Obviamente, é muito bom fazer longas oferendas se for possível, mas não devemos nos tornar dependentes disso; não devemos pensar que não seremos capazes de meditar a menos que tenhamos todas as oferendas. É preciso ser muito flexível com a meditação e a prática diária. Isso significa que, se estivermos trabalhando em um trem noturno, ou passando a noite em um avião, ou se estivermos em uma estação de trens, um aeroporto ou algo do gênero, ainda assim podemos fazer nossa prática diária. O que importa é o estado mental e o respeito pelo que estivermos fazendo. Pelo menos, podemos imaginar que estamos em um local limpo e respeitável.

Talvez seja um pouco difícil, pois em geral preferimos um local mais quieto para meditar. Quem já viveu num monastério tibetano – ou num monastério na Índia – sabe que neles quase nunca há silêncio. As crianças pequenas, os noviços, gritam bem alto o texto que estão memorizando, e fazem isso até tarde da noite. Depois, as pessoas acordam muito cedo, soam os sinos e as trombetas e coisas assim. E todo mundo faz as práticas em voz bem alta. Nos campos de debate, nos monastérios tibetanos, pode haver cem pessoas debatendo – em pares, em grupos de duas ou três pessoas – debatendo aos berros umas com as outras. Trata-se de um treino incrível para a concentração.
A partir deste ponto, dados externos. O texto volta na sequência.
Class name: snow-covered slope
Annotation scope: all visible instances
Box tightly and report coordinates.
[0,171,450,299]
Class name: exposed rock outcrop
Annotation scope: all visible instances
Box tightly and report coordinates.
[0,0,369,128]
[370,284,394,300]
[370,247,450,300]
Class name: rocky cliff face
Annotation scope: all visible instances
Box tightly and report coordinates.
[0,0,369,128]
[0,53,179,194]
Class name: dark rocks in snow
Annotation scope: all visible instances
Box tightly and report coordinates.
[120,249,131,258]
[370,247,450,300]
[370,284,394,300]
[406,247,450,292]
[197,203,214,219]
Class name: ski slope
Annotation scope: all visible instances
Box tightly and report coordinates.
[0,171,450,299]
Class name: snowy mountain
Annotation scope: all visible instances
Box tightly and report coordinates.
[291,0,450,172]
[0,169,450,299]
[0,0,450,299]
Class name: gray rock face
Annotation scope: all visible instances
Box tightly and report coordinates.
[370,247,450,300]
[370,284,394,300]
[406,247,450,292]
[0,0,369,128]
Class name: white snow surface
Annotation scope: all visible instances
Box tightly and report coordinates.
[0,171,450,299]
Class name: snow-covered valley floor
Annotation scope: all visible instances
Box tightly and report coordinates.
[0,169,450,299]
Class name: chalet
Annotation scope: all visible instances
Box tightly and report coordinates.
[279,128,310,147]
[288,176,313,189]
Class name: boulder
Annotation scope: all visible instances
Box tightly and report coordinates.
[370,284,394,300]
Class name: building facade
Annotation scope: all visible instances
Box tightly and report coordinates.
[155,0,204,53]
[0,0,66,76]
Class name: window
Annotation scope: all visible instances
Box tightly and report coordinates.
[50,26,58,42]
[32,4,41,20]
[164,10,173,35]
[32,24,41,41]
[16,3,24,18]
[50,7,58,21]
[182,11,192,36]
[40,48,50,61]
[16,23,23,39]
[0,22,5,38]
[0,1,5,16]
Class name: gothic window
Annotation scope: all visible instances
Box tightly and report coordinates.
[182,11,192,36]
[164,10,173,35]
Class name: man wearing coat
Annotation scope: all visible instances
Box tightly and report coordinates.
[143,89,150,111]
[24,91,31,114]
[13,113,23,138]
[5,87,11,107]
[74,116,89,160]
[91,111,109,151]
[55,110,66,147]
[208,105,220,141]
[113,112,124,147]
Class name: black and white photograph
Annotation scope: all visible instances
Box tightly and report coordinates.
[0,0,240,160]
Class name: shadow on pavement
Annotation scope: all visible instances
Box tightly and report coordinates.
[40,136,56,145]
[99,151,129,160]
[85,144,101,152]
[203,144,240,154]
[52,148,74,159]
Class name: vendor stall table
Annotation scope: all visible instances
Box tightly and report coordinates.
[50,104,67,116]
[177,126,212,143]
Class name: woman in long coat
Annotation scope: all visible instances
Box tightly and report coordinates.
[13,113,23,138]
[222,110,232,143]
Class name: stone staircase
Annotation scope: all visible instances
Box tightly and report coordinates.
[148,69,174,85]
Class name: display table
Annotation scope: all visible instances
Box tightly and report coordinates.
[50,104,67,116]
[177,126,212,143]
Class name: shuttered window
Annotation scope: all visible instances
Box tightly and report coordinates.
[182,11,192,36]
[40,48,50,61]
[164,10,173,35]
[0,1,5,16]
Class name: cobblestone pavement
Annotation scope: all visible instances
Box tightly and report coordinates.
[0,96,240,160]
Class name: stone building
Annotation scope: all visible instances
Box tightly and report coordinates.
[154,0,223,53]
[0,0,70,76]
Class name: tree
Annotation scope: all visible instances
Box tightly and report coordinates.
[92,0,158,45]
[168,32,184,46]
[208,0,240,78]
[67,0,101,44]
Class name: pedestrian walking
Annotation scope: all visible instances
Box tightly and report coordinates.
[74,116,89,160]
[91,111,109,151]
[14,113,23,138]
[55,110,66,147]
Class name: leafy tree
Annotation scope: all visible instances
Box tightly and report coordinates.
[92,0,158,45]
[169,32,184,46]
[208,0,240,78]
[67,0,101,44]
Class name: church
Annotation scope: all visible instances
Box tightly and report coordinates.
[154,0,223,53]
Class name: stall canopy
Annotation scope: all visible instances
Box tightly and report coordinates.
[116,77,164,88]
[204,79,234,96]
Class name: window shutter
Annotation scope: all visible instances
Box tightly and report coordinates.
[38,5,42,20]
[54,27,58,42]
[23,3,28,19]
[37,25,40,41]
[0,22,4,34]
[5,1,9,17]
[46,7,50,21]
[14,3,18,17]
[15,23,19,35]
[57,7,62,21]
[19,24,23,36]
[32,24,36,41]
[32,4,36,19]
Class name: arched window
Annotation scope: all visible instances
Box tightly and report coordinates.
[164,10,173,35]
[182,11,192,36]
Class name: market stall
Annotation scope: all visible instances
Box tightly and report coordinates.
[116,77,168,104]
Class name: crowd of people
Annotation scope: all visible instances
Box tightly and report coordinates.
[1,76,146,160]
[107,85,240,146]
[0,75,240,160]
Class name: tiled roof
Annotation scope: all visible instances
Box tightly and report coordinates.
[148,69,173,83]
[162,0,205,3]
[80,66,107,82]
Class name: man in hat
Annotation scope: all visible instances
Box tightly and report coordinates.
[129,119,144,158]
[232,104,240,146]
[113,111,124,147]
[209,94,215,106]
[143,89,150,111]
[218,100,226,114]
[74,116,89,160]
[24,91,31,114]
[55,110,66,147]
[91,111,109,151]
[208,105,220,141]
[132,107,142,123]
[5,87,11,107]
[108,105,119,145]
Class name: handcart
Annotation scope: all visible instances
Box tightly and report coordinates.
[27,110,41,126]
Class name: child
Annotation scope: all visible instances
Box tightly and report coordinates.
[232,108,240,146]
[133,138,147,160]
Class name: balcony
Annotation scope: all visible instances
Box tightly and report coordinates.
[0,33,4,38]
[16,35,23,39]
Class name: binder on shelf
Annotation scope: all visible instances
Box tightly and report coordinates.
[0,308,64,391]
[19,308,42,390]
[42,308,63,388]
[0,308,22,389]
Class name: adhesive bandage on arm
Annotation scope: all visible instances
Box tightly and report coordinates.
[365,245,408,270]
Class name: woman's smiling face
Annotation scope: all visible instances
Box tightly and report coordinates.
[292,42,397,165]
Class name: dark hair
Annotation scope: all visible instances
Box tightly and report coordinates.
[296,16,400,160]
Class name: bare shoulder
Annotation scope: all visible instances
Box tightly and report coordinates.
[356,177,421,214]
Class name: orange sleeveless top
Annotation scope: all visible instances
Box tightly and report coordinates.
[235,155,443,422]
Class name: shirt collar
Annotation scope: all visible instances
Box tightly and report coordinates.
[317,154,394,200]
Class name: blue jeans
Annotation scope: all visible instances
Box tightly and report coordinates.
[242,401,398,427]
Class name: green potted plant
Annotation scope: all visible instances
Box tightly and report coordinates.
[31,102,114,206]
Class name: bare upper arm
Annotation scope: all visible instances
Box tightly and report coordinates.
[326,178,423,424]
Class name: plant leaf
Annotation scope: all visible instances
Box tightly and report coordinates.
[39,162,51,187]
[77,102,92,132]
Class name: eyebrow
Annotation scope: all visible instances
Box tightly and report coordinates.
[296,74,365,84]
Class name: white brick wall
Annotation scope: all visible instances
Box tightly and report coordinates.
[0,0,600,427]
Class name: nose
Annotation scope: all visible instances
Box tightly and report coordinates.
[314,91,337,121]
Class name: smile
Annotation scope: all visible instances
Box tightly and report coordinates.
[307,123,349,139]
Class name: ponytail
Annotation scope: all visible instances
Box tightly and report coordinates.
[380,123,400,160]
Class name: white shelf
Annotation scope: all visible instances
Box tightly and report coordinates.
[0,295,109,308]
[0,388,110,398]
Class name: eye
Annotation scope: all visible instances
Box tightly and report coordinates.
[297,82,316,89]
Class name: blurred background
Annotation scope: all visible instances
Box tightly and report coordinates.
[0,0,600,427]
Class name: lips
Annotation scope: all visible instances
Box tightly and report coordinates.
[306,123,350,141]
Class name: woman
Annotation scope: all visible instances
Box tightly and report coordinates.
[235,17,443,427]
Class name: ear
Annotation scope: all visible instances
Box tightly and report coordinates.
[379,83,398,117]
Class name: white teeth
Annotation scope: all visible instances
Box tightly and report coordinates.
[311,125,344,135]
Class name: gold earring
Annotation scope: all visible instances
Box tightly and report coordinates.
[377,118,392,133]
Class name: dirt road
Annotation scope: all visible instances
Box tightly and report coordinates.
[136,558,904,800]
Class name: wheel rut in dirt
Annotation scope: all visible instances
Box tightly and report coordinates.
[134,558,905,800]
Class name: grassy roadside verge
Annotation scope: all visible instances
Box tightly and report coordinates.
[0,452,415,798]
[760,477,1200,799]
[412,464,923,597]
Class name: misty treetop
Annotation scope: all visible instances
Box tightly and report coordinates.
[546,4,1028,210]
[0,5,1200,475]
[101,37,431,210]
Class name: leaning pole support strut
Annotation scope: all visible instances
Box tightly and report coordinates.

Não é possível viver em um monastério tibetano e passar pelo treinamento de debates a menos que se tenha uma concentração muito, muito boa.

As cerimônias ou iniciações com Sua Santidade o Dalai Lama são extraordinárias, pois enquanto ele faz o ritual e esse tipo de coisas sozinho, há o líder dos cânticos recitando algo totalmente diferente, guiando os monges por um autofalante, e Sua Santidade não se deixa perturbar em absoluto. Não se trata de um volume baixinho; o som sai de autofalantes imensos, em um auditório, especialmente no ocidente. Esse é um exemplo desse tipo de treinamento.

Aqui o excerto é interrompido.